There are some pretty big architectural shifts underway in today’s cable and telecom market. Some examples include Internet protocol (IP) Multimedia Subsystem (IMS), all-digital, IPv6, switched digital video (SDV), IPTV, DOCSIS 3.0, fiber to the home (FTTH) – and that’s just for starters.
Service providers and operators both large and small who are looking at these projects have an appreciation for the risk and potential rewards that are at stake. Smaller operators, however, have an additional calculation to make: To what extent do they follow larger operators in their business – if at all?
To answer this question, we interviewed CTOs from several smaller North American cable operators. Note that the significance of smaller operators within this market is that together they represent a Tier 1 operator in terms of purchasing power.
The range of responses fell into two broad categories. While all operators are clearly in the business to make money, their ultimate goals varied considerably. Some operators fell into an "exit strategy" group, while others fell more into a "concerted growth strategy" group.
The exit strategy was most common among non-competing smaller operators. These operators are very aware of their surroundings (larger operators they border) and often follow their larger neighbors’ vendor choices very closely.
In fact, in some cases these operators are so closely aligned that during natural disasters they have exchanged equipment with larger operators they border in an effort to restore services. Such exchanges were greatly aided by their close alignment.
These operators may not follow every make and model choice of larger operators, but generally do not sway too far from what they call the big four: Arris, Cisco, Harmonic and Motorola. Their reasoning?
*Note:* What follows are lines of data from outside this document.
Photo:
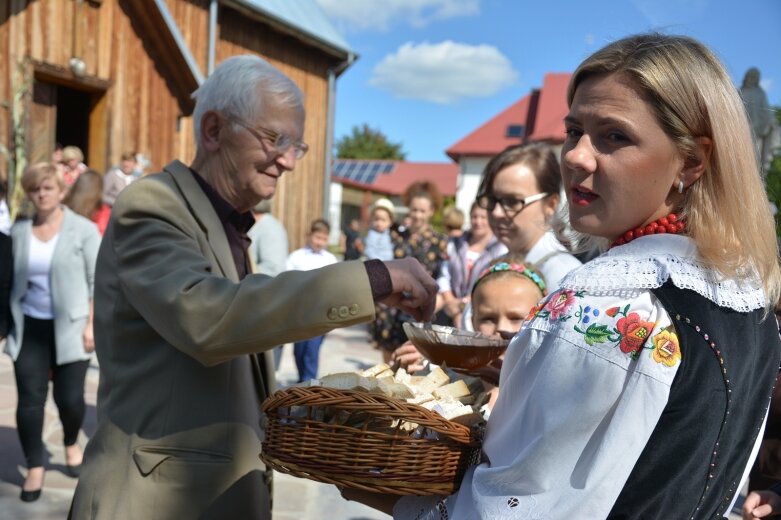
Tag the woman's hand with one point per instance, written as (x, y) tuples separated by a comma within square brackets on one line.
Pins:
[(409, 358), (761, 504), (88, 338)]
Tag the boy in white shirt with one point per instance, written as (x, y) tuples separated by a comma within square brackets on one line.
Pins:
[(312, 256)]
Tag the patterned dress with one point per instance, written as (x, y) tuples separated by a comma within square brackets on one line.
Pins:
[(430, 249), (636, 390)]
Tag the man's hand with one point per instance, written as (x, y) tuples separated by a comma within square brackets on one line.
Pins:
[(761, 504), (414, 290)]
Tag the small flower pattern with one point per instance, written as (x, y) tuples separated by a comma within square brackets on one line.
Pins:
[(634, 333), (616, 326), (429, 247), (667, 349)]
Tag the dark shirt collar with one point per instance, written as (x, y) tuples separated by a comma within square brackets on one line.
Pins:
[(242, 222), (234, 224)]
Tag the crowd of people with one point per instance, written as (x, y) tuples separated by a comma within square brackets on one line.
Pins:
[(644, 349)]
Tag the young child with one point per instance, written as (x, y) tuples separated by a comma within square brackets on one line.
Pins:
[(378, 241), (502, 297), (504, 294), (312, 256)]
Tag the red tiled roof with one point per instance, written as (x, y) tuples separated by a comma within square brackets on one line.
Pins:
[(551, 109), (491, 138), (395, 182), (541, 112)]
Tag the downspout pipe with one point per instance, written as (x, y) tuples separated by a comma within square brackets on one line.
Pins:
[(213, 8), (179, 39), (333, 73)]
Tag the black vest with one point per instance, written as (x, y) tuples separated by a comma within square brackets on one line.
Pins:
[(696, 455)]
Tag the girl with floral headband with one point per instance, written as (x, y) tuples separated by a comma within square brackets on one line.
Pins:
[(639, 388), (503, 295)]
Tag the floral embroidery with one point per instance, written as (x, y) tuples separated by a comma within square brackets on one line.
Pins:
[(614, 311), (667, 349), (634, 332), (629, 332), (534, 311)]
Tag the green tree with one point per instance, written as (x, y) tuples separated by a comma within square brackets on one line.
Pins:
[(367, 143), (773, 179)]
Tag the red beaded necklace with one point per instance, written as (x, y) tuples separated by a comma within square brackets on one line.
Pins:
[(669, 224)]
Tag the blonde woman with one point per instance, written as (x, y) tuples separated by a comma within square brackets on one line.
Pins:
[(51, 304), (639, 388)]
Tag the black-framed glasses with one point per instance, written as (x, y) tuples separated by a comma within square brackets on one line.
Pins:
[(511, 205), (281, 143)]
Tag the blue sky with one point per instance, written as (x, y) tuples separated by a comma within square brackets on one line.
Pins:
[(431, 71)]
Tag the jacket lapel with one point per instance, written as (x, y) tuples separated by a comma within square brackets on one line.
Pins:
[(204, 213)]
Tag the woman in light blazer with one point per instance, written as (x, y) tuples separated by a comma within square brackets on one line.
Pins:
[(51, 305)]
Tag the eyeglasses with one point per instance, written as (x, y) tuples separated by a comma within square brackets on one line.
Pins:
[(510, 205), (281, 143)]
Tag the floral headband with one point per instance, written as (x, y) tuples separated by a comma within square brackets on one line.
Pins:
[(518, 268)]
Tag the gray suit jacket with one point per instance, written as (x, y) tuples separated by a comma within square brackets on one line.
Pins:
[(178, 431), (72, 280)]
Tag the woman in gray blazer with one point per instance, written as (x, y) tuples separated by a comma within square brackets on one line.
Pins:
[(51, 305)]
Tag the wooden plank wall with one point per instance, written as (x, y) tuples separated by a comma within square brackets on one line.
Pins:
[(142, 110), (141, 106), (299, 198)]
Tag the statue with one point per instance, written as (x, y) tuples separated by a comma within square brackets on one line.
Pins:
[(761, 117)]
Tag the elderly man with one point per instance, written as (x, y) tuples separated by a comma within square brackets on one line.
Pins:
[(179, 317)]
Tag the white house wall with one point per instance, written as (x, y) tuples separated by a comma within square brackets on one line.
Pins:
[(335, 212), (470, 173)]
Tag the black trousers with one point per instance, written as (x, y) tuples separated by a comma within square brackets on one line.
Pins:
[(37, 359)]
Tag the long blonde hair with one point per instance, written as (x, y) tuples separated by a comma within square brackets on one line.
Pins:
[(727, 212)]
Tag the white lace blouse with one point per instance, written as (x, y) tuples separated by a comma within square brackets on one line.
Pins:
[(582, 387)]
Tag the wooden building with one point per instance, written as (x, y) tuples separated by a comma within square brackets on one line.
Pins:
[(116, 75)]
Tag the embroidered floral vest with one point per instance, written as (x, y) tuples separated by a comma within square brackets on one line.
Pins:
[(695, 458)]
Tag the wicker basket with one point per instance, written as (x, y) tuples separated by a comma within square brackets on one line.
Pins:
[(298, 442)]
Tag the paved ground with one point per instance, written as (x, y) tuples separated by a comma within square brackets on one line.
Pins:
[(294, 499)]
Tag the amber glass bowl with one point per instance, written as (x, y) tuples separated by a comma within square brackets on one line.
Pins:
[(455, 348)]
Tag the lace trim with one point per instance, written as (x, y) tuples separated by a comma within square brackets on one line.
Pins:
[(609, 273)]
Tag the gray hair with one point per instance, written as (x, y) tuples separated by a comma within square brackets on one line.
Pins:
[(240, 86)]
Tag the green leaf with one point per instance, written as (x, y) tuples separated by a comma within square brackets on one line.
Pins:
[(596, 334)]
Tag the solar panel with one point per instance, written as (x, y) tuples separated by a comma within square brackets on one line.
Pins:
[(364, 172)]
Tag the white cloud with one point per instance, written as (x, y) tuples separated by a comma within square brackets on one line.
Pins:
[(671, 13), (357, 15), (443, 72), (589, 39)]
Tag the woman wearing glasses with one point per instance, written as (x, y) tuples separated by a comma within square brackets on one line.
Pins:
[(521, 189), (639, 388)]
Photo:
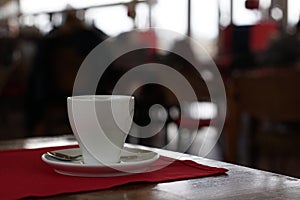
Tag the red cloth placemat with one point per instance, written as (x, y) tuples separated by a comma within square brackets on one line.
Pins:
[(24, 174)]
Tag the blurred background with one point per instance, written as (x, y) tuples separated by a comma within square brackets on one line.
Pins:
[(254, 43)]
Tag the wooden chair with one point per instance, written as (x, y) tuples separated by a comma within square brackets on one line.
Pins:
[(271, 99)]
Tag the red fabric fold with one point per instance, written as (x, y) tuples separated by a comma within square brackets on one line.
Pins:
[(24, 174)]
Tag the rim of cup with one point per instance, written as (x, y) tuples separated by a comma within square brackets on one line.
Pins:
[(98, 97)]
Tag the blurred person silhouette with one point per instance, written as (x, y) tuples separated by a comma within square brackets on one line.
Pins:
[(59, 56)]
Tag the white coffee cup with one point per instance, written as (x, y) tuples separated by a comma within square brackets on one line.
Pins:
[(100, 124)]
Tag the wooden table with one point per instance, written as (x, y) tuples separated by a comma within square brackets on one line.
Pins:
[(239, 183)]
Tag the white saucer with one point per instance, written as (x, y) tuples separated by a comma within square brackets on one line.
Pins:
[(132, 161)]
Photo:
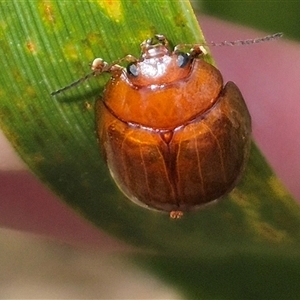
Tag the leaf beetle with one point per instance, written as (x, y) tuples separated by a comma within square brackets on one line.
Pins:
[(173, 135)]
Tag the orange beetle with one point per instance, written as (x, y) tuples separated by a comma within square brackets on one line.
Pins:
[(173, 136)]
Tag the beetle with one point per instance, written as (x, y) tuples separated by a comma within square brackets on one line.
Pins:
[(173, 135)]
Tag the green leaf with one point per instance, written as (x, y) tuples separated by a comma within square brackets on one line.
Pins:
[(48, 44)]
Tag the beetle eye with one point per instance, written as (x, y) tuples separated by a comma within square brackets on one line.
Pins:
[(182, 59), (132, 69)]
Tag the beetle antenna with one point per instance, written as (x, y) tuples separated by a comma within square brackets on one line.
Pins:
[(74, 83), (198, 48), (266, 38)]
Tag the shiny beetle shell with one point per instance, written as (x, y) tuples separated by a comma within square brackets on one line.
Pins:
[(173, 136)]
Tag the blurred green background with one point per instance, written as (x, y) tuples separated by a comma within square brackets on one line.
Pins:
[(270, 16)]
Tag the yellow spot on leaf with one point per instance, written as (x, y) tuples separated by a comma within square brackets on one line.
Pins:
[(31, 47), (112, 8)]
Should the exit play out one day, they believe their systems may be devalued if they use some "oddball technology" that potential buyers would have to swap out for what they use instead.
The concerted-growth strategy was most common among over-builders and much smaller operators. While these operators are also very aware of their surroundings, they have a different sense of survival.
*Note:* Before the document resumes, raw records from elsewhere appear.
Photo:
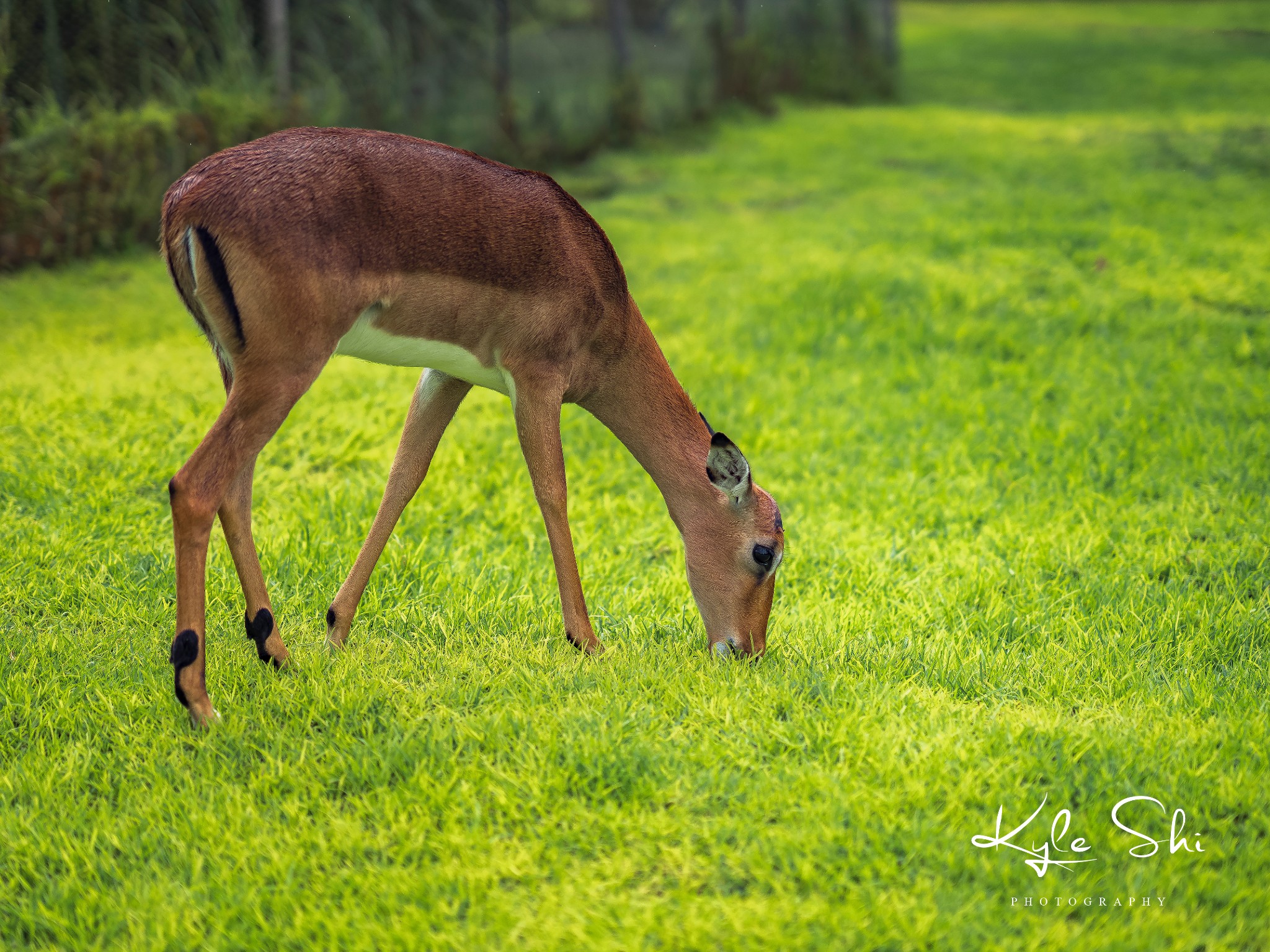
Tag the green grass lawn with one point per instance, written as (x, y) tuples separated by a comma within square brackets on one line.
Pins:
[(1001, 353)]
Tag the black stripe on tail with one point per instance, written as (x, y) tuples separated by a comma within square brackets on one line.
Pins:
[(221, 277), (187, 294)]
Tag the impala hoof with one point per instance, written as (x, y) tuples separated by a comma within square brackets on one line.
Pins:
[(337, 628), (588, 645), (269, 643)]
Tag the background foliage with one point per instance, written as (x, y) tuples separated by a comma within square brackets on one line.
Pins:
[(1000, 352), (106, 102)]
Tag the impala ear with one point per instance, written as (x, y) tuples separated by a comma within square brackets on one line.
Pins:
[(728, 469)]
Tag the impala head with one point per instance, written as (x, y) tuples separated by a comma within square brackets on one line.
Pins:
[(733, 553)]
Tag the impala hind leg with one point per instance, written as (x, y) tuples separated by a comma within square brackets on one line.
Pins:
[(255, 408), (235, 516), (435, 403), (538, 425)]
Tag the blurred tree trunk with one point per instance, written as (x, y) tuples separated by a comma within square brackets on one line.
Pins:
[(54, 64), (504, 75), (888, 45), (741, 64), (626, 93), (280, 48)]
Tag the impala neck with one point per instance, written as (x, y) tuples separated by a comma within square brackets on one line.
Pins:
[(647, 409)]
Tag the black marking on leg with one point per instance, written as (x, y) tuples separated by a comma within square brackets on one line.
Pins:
[(216, 263), (259, 628), (184, 650)]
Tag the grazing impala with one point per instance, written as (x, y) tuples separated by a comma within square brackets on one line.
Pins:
[(311, 243)]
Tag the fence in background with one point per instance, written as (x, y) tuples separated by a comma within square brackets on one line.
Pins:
[(104, 102)]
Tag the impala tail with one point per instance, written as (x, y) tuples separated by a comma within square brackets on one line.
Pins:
[(197, 268)]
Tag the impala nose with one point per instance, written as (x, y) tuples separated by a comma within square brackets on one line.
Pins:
[(727, 648)]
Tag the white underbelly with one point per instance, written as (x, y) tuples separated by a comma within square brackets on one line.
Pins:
[(368, 343)]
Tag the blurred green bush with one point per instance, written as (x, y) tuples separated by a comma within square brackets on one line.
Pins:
[(104, 103), (91, 182)]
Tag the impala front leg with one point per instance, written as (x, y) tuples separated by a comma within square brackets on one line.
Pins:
[(538, 425), (435, 403)]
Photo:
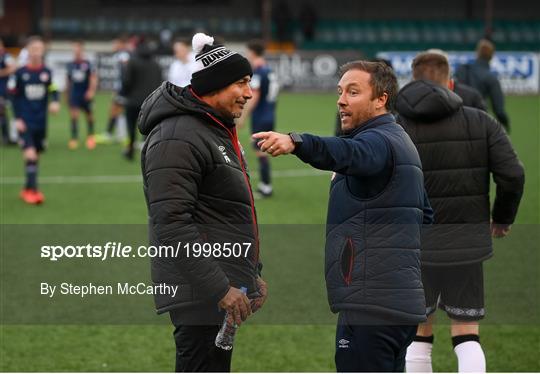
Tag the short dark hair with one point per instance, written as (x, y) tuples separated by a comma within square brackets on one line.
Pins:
[(485, 49), (431, 66), (34, 38), (382, 80), (257, 47)]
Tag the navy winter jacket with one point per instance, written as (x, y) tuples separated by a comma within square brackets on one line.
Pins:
[(376, 209)]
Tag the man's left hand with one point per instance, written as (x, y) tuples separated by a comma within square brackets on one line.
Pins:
[(274, 143), (257, 303)]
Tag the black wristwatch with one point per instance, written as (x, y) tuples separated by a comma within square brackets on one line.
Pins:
[(297, 140)]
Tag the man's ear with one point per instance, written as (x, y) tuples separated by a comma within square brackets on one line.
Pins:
[(381, 101)]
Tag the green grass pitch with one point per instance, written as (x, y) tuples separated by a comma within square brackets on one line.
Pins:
[(72, 199)]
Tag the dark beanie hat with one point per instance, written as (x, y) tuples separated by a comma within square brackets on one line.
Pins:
[(216, 67)]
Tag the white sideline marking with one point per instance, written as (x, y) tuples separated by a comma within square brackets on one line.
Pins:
[(60, 179)]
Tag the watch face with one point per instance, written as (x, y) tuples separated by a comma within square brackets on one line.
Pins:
[(296, 138)]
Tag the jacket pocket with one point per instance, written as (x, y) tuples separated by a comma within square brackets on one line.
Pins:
[(347, 261)]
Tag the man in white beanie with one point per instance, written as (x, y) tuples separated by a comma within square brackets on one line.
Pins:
[(198, 194)]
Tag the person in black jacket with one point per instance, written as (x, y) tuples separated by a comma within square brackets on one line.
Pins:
[(376, 209), (478, 75), (470, 96), (198, 194), (141, 76), (460, 148)]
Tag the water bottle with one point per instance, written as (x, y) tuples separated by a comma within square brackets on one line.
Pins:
[(225, 336)]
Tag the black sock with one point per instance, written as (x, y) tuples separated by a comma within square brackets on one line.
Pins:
[(90, 127), (74, 129), (30, 169), (264, 168), (111, 125), (456, 340)]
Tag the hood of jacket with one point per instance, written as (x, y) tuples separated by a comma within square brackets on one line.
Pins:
[(427, 101), (169, 100)]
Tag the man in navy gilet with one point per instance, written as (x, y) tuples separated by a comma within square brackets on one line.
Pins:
[(376, 210)]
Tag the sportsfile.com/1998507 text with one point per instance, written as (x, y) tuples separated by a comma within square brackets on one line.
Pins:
[(119, 250)]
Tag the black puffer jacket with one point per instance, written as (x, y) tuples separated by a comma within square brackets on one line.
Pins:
[(459, 148), (197, 191)]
Such operators are more open to new ideas – particularly vendor solutions that best meet their requirements for price, features, delivery, spare parts, etc. While these operators pay attention to what the larger ops are doing, they generally rely more heavily on vendor relationships they have built over years.
Perhaps related to the trust is a risk factor: With few resources, these operators can ill afford costly mistakes, such as buying from a vendor who goes out of business.
Both groups showed similar approaches when it comes to buying software.
Both admitted they are not likely to build their own, engage with a vendor to pioneer a new product, or tackle anything beyond what they would call "simple stuff." In this category, pretty much whatever larger operators develop through partnerships or by other means will be used with few exceptions. Smaller operators just have limited resources that they cannot cost-justify putting to work on custom software.
Smaller operators are not all about "following" and can easily provide many examples where their leadership has actually drawn interest from larger operators. The adoption of RF over Glass (RFoG) technology by some is a recent case in point. But generally, following ensures product availability, spare parts, lower prices and a lengthy aftermarket phase that provides the necessary time to retool for the next big wave.
One takeaway: The impact of a major deployment by a Comcast (or an AT&T or a Verizon), especially if it proves successful, should not be taken at street value. Instead, it should be doubled – it will likely be adopted by those following in the big guys’ wake.
Bruce Bahlmann is an independent research analyst.